François Hollande : Dans les 60 engagements que j’ai pris devant les Français, j’ai indiqué clairement mes priorités en matière énergétique et environnementale. Ma volonté est triple : entamer une transition énergétique qui a été trop longtemps repoussée, faire des économies d’énergie pour limiter les atteintes environnementales et préserver le pouvoir d’achat des Français, et, enfin, protéger et même développer l’emploi dans le secteur de l’énergie.

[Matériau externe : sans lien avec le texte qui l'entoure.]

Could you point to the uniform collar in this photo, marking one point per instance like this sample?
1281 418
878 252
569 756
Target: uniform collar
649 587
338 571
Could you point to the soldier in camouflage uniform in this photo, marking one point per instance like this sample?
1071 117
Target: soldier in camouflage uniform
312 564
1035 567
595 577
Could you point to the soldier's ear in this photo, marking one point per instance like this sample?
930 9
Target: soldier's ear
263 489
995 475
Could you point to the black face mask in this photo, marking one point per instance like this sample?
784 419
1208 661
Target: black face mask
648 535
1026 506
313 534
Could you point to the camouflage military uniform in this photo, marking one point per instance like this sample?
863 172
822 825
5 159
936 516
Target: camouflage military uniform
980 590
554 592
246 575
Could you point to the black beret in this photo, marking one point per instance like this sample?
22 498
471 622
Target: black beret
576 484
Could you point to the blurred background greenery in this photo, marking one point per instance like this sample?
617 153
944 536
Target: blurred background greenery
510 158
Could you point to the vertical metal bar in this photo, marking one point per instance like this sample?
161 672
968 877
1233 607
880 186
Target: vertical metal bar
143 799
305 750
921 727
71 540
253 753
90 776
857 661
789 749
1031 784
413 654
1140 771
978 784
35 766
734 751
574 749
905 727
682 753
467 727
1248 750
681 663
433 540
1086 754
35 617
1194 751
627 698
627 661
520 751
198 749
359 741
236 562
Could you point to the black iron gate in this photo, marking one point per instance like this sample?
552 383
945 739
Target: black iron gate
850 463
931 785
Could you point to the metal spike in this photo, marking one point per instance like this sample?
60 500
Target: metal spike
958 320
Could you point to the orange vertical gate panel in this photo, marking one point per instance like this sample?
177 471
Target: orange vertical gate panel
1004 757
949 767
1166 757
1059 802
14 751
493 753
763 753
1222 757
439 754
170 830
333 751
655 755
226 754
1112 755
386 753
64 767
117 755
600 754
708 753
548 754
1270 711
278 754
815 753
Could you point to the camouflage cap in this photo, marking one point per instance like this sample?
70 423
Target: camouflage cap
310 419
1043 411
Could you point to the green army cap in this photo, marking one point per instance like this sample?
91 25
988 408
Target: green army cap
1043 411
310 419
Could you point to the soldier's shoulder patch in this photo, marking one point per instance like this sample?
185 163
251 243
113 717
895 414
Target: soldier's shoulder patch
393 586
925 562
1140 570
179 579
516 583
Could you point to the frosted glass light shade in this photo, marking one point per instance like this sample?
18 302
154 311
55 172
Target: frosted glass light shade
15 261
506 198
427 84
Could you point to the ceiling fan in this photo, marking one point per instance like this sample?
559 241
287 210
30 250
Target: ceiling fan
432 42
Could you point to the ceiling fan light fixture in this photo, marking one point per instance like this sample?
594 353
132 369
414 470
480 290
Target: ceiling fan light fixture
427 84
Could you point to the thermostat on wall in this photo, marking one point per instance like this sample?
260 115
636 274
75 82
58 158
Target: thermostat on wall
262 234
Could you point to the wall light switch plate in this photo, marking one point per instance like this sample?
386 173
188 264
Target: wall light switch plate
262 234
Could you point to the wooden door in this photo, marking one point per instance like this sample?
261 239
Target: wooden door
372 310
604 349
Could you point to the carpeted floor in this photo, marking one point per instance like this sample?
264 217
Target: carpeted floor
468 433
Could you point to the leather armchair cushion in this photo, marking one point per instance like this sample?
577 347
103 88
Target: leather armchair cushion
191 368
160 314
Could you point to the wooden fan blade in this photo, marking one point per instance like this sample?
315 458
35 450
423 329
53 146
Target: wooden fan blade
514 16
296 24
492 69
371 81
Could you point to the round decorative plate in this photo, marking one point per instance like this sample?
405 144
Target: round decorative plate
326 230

La diversification des sources d’énergie protégera la France contre les risques de dépendance au tout-nucléaire, tout en limitant la production de déchets radioactifs et les émissions de gaz à effet de serre. La centrale de Fessenheim, plus ancienne centrale française et située en zone sismique, sera fermée au cours du prochain quinquennat. Les salariés de Fessenheim se verront tous proposer un emploi. En revanche, la centrale EPR de Flamanville, dont la ­construction est très avancée, sera achevée afin de développer l’expertise et la maîtrise technologique françaises.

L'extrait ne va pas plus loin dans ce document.